Business problems are complex. They have many variables – things that if changed, will cause change in business outcomes. And to make it even more complicated, each variable has many cause-and-effect links. That’s the problem with problems.
Cause and Effect
As an example of cause and effect (shown below), marketing spend causes customer conversion. And customer conversion causes increase in potential customers. Considering a separate cause and effect linkage, improved reputation causes increased customer conversion too. But poor staff competence degrades reputation. Poor reputation degrades customer conversion, acting against the effect of marketing spend.
So is it more effective to train staff or increase marketing spend?
The answer is that even in this simple five-variable problem, we know that there’s more too it. The problem is much more complex and needs to be captured completely and modelled before we can speculate the real cause or causes. We need more data on these dependencies before we can debate what to do to drive the customer conversion in our example.
No two firms are the same and consequently every business problem is different.
Most businesses also involve the development of assets: for example, stock assets, capability assets or financial assets. Asset levels significantly affect outcomes.
And many causal relationships have inherent delays. It takes time, for example, to gear up marketing campaigns and we might wait months for our marketing spend to have an effect on customer conversions.
These two effects of gearing up and using assets and delays in effects significantly complicate the scenario.
At this point most managers despair. It’s surely easier to manage by gut feel and guesswork than try to understand the various systems behaviours?
That despair comes in part from the way we’re taught to solve problems. Intuitively we break problems down. We try to isolate the parts, ignoring the complexity. In the above example we wouldn’t relate marketing spend with staff competence. We’d talk of the marketing spend influencing customer conversion – full stop! It’s only when we embrace the complexity of the problem that we understand that simplifying the problem loses clarity.

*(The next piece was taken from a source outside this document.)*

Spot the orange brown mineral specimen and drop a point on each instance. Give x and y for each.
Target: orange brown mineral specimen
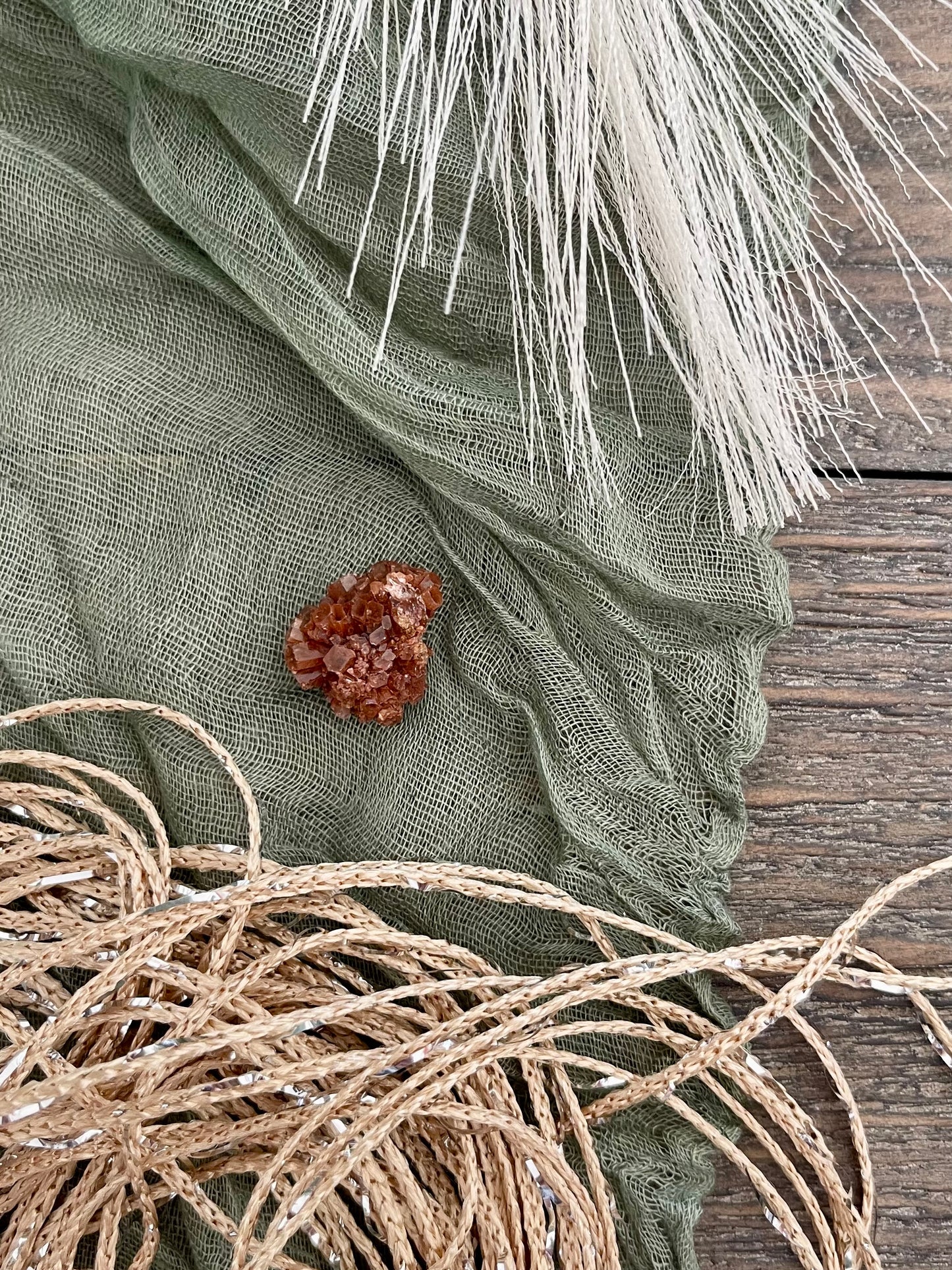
(362, 645)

That loss of clarity, stemming from the way we’re taught to problem solve, makes a wrong decision likely.
On the one hand, managers know that their task is complex. But their natural approach to solving problems is reductionism – reducing the problem to simplify it. So gut feel, heuristics, wise sayings, business tips and tricks and advice from gurus prevail in search of simplicity. All are wrong, because every business is different and every business problem is unique. All business problems are complex and complex problems can’t be solved with tips and tricks.
So what to do?
The solution to the manager’s conundrum comes from engineering. If we consider the business as a system, with variables, dependencies, assets and delays, we can set up a model that shows how the firm works.
That model can then be exercised. We can ask questions like “what happens to stock if we improve the delivery times from sub-contractors”, or “to what extent will quality data in our CRM allow us to achieve our growth targets”. And we can for the first time include variables like staff knowledge, skills, beliefs and behaviour alongside the ‘hard’ assets like buildings and plant.
So to solve any business problem, particularly those involving people, business modelling is essential. It’s the only way to understand the complete picture. It’s therefore the only way to get a quality answer and hence to aid managers in making quality plans for solution.